Reicht dafür die Solidarität? Einige Mitgliedsstaaten scheinen die EU mit einem Geldautomaten zu verwechseln ...

Schulz: Das ist sehr überspitzt formuliert. Klar ist aber, dass Solidarität keine Einbahnstraße ist. Wenn die große Mehrheit einen europäischen Verteilungsschlüssel akzeptiert, und das zeigt sich ja auch, bekommen wir die Krise in den Griff.

Flüchtlinge müssten von den Außengrenzen der EU in Länder gebracht werden, in die sie gar nicht wollen.

Schulz: Wir müssen dem einzelnen Flüchtling erklären, dass die Schutzstandards in allen Mitgliedsstaaten gut sind. Ein EU-Verteilungsschlüssel heißt dann auch: Wer nach Europa kommt, erhält Schutz, hat aber keinen Anspruch auf ein Land seiner Wahl.
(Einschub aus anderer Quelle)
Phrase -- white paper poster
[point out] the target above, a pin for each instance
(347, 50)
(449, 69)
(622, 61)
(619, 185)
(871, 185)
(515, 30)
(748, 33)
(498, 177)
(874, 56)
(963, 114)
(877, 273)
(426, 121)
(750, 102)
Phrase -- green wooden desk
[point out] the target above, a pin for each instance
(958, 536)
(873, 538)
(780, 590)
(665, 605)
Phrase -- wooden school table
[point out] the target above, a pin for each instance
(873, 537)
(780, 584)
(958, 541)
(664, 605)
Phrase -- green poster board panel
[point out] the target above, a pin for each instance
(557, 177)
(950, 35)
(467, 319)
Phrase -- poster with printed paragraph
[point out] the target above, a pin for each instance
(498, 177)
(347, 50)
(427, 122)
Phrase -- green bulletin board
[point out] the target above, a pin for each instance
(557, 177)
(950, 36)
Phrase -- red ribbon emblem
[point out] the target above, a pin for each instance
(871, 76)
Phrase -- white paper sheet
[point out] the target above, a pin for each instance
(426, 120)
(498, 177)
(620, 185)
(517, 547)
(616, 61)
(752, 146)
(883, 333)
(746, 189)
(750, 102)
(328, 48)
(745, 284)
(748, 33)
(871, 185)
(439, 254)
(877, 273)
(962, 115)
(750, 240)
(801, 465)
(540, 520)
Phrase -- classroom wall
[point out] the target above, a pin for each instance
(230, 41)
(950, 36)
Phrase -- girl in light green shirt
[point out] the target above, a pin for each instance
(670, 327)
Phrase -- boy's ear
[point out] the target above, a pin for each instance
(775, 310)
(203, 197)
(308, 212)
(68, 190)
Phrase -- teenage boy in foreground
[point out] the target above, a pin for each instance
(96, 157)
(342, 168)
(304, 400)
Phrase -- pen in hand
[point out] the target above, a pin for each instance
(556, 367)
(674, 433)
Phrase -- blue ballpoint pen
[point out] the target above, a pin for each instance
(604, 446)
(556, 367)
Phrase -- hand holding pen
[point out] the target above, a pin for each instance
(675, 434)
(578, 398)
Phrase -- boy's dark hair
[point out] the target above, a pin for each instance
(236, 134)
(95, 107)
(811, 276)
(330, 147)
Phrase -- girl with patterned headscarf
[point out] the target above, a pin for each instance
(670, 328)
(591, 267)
Was bedeutet die Krise für die europäischen Schuldenregeln? Wird der Stabilitätspakt aufgeweicht?

Schulz: Die Flüchtlingsbewegungen sind ohne Zweifel besondere Lasten, wie sie im Maastrichter Vertrag genannt werden. Sie müssen gegebenenfalls bei den Defizitkriterien berücksichtigt werden. Die EU-Kommission prüft das derzeit. Angesichts der enormen Belastungen, die einzelne EU-Länder in der Flüchtlingskrise schultern, können wir nicht so tun, als sei alles im Normalzustand.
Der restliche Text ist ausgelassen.